After Marriage: Shared Liabilities and Shared Futures
Marriage introduces a financial partner and, usually, shared aspirations. If you have taken a joint home loan or if your spouse depends on your income, the sum assured needs to reflect those shared liabilities. A good benchmark is 15 to 20 times annual income plus the outstanding loan principal.
Update the nominee on your existing policy. Consider adding your spouse as a beneficiary. If your spouse also earns, both partners should evaluate their independent coverage rather than assuming one policy covers the household.
If a home loan is in place, consider a decreasing term plan aligned with the loan tenure. This provides coverage sized to the outstanding principal rather than a fixed sum that becomes disproportionate as the loan matures.
After Children: The Stakes Rise Significantly
Children create obligations that extend 18 to 25 years into the future. Education costs, healthcare and establishing a career foundation are all long-term commitments. The death of a parent during this period is not just an emotional tragedy. It is a financial disruption that can derail a child’s entire life plan.

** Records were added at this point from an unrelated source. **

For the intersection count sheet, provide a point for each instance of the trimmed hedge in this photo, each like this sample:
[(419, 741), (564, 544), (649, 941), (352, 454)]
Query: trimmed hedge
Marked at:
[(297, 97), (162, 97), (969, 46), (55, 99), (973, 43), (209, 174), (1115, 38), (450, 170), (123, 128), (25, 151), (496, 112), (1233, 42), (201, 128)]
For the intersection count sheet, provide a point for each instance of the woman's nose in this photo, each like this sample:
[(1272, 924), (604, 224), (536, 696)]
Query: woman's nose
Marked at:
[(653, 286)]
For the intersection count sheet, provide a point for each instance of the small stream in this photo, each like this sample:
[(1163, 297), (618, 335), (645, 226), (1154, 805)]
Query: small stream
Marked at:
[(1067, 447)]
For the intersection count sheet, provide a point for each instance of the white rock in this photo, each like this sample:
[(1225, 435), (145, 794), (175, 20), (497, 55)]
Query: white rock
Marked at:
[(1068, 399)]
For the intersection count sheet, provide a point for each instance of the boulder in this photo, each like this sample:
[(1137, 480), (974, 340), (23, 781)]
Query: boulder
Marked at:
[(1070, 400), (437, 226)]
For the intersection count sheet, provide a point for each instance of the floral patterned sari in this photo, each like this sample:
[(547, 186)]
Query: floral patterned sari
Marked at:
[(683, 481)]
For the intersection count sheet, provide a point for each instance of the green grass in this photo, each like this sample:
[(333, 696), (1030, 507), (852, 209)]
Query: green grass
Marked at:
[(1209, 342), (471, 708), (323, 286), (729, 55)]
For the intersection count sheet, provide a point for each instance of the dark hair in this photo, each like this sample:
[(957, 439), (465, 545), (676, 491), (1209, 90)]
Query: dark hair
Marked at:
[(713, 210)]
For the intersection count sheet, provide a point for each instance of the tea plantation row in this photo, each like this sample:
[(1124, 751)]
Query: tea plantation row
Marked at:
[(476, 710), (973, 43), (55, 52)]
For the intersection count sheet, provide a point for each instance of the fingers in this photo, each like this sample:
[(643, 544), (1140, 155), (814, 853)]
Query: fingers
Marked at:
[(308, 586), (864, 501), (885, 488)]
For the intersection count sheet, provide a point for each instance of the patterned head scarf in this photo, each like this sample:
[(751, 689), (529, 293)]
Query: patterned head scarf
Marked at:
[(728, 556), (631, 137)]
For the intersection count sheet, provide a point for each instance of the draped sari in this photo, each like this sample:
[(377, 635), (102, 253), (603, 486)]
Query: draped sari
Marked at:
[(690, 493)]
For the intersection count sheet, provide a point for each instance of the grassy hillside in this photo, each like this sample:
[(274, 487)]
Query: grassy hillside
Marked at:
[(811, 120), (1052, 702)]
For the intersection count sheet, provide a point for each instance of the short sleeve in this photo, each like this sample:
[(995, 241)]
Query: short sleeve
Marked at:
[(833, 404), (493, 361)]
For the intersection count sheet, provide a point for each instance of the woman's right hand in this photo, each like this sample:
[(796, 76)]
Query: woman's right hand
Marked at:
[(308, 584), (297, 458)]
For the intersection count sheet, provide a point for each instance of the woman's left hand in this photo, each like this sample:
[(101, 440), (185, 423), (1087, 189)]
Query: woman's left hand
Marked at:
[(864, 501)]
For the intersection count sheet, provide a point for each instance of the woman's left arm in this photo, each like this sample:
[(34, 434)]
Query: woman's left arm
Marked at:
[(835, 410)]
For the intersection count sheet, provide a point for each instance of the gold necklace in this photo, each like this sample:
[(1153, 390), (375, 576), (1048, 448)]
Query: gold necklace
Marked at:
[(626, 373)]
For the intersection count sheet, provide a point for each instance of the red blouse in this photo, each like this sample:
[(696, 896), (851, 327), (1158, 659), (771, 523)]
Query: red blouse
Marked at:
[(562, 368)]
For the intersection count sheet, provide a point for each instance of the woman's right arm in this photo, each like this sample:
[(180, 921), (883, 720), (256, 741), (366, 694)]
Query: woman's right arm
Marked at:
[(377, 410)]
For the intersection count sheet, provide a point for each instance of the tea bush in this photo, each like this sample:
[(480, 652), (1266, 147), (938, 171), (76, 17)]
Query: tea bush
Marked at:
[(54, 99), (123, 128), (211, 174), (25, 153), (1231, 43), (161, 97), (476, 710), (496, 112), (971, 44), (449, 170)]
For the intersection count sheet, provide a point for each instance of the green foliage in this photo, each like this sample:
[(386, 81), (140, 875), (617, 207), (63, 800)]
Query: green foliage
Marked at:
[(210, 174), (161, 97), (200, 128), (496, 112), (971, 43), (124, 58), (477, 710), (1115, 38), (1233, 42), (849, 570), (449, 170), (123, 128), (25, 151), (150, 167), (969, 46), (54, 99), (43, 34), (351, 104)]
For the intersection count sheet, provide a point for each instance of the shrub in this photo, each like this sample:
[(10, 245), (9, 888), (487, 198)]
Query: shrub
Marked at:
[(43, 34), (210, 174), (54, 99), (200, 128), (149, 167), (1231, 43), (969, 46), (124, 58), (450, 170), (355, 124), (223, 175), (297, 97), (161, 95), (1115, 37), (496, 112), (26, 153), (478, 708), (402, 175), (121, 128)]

Coverage at this stage should account for years of lost income, children’s education through graduation and beyond, spouse’s retirement corpus and healthcare inflation. Explore life insurance plans that combine protection with a savings component, allowing the policy to accumulate a corpus for the child’s education even as it provides a death benefit.
When Loans Are Involved
A home loan is often the largest financial commitment a family takes. If the primary earner passes away mid-tenure, the burden of EMI repayment falls on the surviving family. Without adequate life insurance, the family may be forced to liquidate the home.
Term insurance sized to the outstanding loan balance at the time of death is the minimum sensible coverage. Many financial advisors recommend coverage equal to the full loan value at origination, stepped down over time. Some policies now allow for automatic coverage adjustment as loans are paid off, removing the need for manual revision.
Reviewing Coverage Every Few Years
An important point that many policyholders overlook: life insurance policies do not automatically update with your life. Coverage bought at 30 does not know that you now have two children, a home loan and a more senior professional role with a higher income and higher lifestyle commitments.
A review every three to five years ensures your coverage keeps pace. As income grows, the replacement value grows. As children are born, the required protection period extends. As loans are taken and repaid, the liability picture changes. Each of these shifts has implications for the sum assured.
In India’s evolving insurance landscape, making these updates is easier than ever. Online platforms allow you to compare and purchase additional term coverage or riders without needing to replace the base policy.
The Consequence of Not Reviewing
Families that skip periodic insurance reviews often discover the gaps too late. A claim payout that seemed large when the policy was bought may cover only a fraction of the actual financial need at the time of death. The premiums paid over the years feel wasted, not because the product failed but because the coverage was never updated to match reality.
Life changes. Life insurance coverage should change with it.